Eskiden yaşlılığa “ihtiyarlık” denilirdi. Her kelime ve kavramın içi boşaltıldığı gibi, bunun da içi boşaltıldı. Hâlbuki “ihtiyarlık” kavramı etimolojik ve epistemolojik ya da lugâvî ve ıstılâhî olarak muazzam bir anlam içeriyordu. O da “irâdesi elinde olan” ve “seçilmiş”, dolayısıyla büyük bir bilgi ve tecrübeye sahip olan anlamlarını içeriyordu. Eskiden köylerde “ihtiyar heyeti” vardı. Bu heyet, köyün ve mahallenin her işinde kendisine danışılan, yetki ve karar sahibi uzman bir heyetti. İşte bu kavramın bu kadar kıymeti ve değeri vardı. Ayrıca yaşlanmış ihtiyarlara büyük bir saygı gösterilirdi. Bir dedikleri iki edilmezdi.

Bugün ise belli bir yaşın üstünde olan herkese “yaşlı” diyorlar. “Yaşlı” kavramına yüklenen anlam ise genelde negatif olup, hesaba katılmayan, görmezden gelinen, itilip kakılan, bırakınız sıradan insanları ve gençleri, artık gelin ve damatların, hatta evlatların dahi pek önemsemediği, sahip çıkmadığı, tâbir-i câizse adam yerine koymadığı, gereken saygı, ilgi ve hürmetin gösterilmediği, bir kenara itildiği, yok sayıldığı bir konuma düşürülmüştür.

Hâlbuki gençler, genç kızlar, gelinler ve damatlar, hatta evlatlar hiç düşünmüyorlar ki bir gün gelecek, kendileri de yaşlanacak ve aynı duruma ve belki de daha da kötü durumlara kendileri düşeceklerdir. Hani derler, “Gülme komşuna, gelir başına!”
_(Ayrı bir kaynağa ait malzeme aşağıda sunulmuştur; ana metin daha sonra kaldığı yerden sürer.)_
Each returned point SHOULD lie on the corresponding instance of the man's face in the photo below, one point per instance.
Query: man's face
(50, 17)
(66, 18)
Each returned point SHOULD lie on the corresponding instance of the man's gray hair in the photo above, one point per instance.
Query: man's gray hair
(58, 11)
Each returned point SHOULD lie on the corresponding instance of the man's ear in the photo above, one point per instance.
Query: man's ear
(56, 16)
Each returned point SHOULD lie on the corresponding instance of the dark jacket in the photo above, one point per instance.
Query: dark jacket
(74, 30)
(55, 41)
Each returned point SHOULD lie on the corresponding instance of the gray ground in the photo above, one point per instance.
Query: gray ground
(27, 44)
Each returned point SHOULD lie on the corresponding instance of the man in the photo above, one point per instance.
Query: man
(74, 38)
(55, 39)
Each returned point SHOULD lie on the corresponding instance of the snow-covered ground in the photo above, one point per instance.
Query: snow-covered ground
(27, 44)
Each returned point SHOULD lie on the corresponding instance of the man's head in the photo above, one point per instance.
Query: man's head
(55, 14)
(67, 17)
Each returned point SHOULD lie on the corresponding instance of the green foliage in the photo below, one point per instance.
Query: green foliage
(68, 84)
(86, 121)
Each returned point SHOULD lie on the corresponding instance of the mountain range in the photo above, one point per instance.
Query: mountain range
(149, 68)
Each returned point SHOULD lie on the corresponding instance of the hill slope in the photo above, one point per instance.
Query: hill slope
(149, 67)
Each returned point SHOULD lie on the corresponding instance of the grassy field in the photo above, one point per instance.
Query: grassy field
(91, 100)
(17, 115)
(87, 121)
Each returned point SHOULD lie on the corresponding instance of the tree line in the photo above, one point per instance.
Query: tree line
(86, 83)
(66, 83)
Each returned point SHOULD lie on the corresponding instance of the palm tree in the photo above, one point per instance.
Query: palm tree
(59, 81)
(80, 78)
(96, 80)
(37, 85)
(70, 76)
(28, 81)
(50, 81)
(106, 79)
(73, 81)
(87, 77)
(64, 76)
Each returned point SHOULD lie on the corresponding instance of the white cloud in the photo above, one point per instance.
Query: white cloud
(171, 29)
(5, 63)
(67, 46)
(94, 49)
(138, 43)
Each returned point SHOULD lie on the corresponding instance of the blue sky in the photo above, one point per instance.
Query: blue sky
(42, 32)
Hâlbuki gençler bilseler ve biraz da akıllarını kullansalar, karşılarında muazzam bir bilgi ve tecrübe âbidesi duruyor ve bir ayaklı kütüphâne gibi kendi hayat kitaplarının okunmasını bekliyor. Ama heyhat! Çünkü modernizmin aymazlığı buna izin vermiyor ve gençler, yaşlıları ne yazık ki ayak bağı olarak görüyorlar. 

Akıllı ve saygılı gençler

Ama bazı akıllı gençler, akleden gençler, edebi, terbiyesi, ahlâkı, görgüsü, bilgisi, saygısı bozulmamış gençler, kalbi, vicdanı, dimağı, tıyneti, zihniyeti ifsâda uğramamış gençler yaşlılarla, hele de ihtiyarlarla sohbet etmek için can atıyor ve onların engin tecrübelerinden istifâde ederek hayat mektebinden bir diploma daha almayı başarıyorlar.

Ne mutlu bu gençlere! Ne mutlu böyle terbiyeli, görgülü ve saygılı evlat yetiştiren anne babalara! Ne mutlu böyle eğitim veren öğretmenlere! Ne mutlu kayınvâlidesine ve kayınatasına saygıda kusur etmeyen gelin ve damatlara!

Selâm olsun bu gençlere! Selâm olsun bu evlâtlara! Selâm olsun bu evlâtları yetiştiren anne babalara! Selâm olsun bu gençleri yetiştiren öğretmenlere! Selâm olsun! Selâm olsun! Selâm olsun! Selâm olsun sizi yaratan ve eğiten âlemlerin Rabbi olan Allah’a!